Orange and MasMovil said on Tuesday they were in exclusive talks to combine their Spanish businesses through a €19.6bn joint venture. If they reach agreement and regulators approve, Spanish players would be reduced from four to three.
Spain’s largest operator currently is Telefónica, followed by Orange, and Vodafone. MasMovil, the fourth biggest operator, was taken private in 2020 after a leveraged buyout by private equity groups KKR, Providence Equity Partners and Cinven.
Anna Gross reports the news will be perceived as a blow to Vodafone, which had also been talking to parties in Spain about possible deals for its Spanish business.
Vodafone chief executive Nick Read has been under pressure from activist investor Cevian Capital to seek deals more aggressively. He has identified Spain, Italy and the UK as being ripe for a reduction from four to three, and Portugal to go from three to two operators. Orange has said the French market would benefit from a four-to-three move.

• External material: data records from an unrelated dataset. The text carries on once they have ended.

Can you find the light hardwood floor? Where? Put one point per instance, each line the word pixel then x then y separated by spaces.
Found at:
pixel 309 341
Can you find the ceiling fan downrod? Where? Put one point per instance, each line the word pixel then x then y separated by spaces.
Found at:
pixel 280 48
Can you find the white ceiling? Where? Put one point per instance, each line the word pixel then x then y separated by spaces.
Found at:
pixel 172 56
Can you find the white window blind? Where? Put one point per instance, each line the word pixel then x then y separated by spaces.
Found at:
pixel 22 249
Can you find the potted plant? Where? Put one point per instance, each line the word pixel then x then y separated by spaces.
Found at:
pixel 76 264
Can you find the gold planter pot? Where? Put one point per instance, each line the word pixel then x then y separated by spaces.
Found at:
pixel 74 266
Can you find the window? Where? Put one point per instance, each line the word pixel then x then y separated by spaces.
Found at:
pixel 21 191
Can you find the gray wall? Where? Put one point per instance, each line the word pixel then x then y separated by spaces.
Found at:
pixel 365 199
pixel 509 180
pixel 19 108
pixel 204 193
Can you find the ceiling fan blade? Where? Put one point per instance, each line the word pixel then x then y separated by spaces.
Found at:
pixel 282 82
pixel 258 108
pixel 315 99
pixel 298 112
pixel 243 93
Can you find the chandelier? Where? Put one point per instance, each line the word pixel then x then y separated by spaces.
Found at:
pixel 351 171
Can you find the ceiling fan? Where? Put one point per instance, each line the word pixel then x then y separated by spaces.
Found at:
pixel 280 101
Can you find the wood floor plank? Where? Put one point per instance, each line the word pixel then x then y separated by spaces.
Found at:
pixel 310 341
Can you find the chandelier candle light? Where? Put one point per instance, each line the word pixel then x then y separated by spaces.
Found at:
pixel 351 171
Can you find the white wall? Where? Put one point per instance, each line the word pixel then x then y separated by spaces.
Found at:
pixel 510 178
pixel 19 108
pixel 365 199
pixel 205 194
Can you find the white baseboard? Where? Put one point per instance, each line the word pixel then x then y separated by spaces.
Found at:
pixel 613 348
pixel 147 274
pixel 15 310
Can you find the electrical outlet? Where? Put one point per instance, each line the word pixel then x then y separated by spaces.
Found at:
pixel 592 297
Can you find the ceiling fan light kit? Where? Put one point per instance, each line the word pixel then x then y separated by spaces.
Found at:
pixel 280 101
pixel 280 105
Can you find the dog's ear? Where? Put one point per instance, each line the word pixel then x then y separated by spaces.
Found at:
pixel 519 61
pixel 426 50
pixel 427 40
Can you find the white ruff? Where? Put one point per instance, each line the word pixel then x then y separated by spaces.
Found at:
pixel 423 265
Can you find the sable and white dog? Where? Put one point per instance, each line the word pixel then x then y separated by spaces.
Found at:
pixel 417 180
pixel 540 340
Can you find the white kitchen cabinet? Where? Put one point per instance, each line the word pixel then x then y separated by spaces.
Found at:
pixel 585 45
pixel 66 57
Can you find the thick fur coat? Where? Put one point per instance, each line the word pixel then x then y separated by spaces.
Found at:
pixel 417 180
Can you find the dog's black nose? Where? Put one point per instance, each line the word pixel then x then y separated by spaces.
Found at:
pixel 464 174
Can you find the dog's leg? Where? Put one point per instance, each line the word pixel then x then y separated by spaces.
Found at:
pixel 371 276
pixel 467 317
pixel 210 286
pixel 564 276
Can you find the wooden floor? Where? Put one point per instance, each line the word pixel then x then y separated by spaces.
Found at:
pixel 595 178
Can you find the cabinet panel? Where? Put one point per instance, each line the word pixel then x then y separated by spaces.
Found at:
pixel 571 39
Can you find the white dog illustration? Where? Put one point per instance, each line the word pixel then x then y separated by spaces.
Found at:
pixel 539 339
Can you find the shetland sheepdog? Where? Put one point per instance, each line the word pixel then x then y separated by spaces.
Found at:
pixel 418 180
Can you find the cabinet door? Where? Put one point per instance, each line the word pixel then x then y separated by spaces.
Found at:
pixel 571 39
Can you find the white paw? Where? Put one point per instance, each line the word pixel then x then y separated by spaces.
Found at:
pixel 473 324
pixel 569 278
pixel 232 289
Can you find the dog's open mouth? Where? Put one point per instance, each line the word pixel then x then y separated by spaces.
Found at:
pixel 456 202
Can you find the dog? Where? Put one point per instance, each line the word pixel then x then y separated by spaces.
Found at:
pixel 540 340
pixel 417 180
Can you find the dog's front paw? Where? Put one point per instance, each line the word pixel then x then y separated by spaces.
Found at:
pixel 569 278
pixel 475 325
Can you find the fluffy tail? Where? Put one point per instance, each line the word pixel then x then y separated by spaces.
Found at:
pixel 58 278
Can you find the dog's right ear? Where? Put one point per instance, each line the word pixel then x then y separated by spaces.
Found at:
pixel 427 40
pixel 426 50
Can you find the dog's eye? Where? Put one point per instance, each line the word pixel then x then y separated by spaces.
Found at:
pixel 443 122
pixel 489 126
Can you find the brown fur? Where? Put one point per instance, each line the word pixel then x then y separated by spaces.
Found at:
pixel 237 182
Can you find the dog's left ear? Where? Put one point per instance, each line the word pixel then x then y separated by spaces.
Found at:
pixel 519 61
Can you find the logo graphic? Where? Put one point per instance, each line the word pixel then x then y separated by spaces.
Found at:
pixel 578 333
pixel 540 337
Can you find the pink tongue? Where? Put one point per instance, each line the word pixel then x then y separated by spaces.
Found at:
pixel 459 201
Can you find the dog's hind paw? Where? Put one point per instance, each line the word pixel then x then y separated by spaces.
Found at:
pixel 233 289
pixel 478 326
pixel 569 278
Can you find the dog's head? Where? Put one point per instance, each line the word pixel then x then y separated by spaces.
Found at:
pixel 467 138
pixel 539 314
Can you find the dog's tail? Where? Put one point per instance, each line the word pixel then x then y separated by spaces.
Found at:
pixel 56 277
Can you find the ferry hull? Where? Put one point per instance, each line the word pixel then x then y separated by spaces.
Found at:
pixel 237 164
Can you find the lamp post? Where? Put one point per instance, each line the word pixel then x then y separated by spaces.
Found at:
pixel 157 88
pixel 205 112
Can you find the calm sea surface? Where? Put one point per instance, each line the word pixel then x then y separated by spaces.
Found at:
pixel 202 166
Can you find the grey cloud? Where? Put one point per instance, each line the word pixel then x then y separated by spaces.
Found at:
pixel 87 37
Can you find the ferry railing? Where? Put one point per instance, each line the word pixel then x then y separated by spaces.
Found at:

The European Commission has seen things differently, believing the current level of competition is needed to keep prices down and give consumers more choice. The operators say they need to increase their returns to justify huge investments in broadband fiber and 5G. They have been selling off their towers businesses to raise more cash lately, but also see consolidation as key.
“The [Spanish] deal is the first major test of regulators’ appetite for in-market consolidation since the pandemic,” says Kester Mann of the CCS Insight telecoms research firm. “The industry has been pinning its hopes on a more lenient stance as the value of high-quality connectivity became ever more apparent.”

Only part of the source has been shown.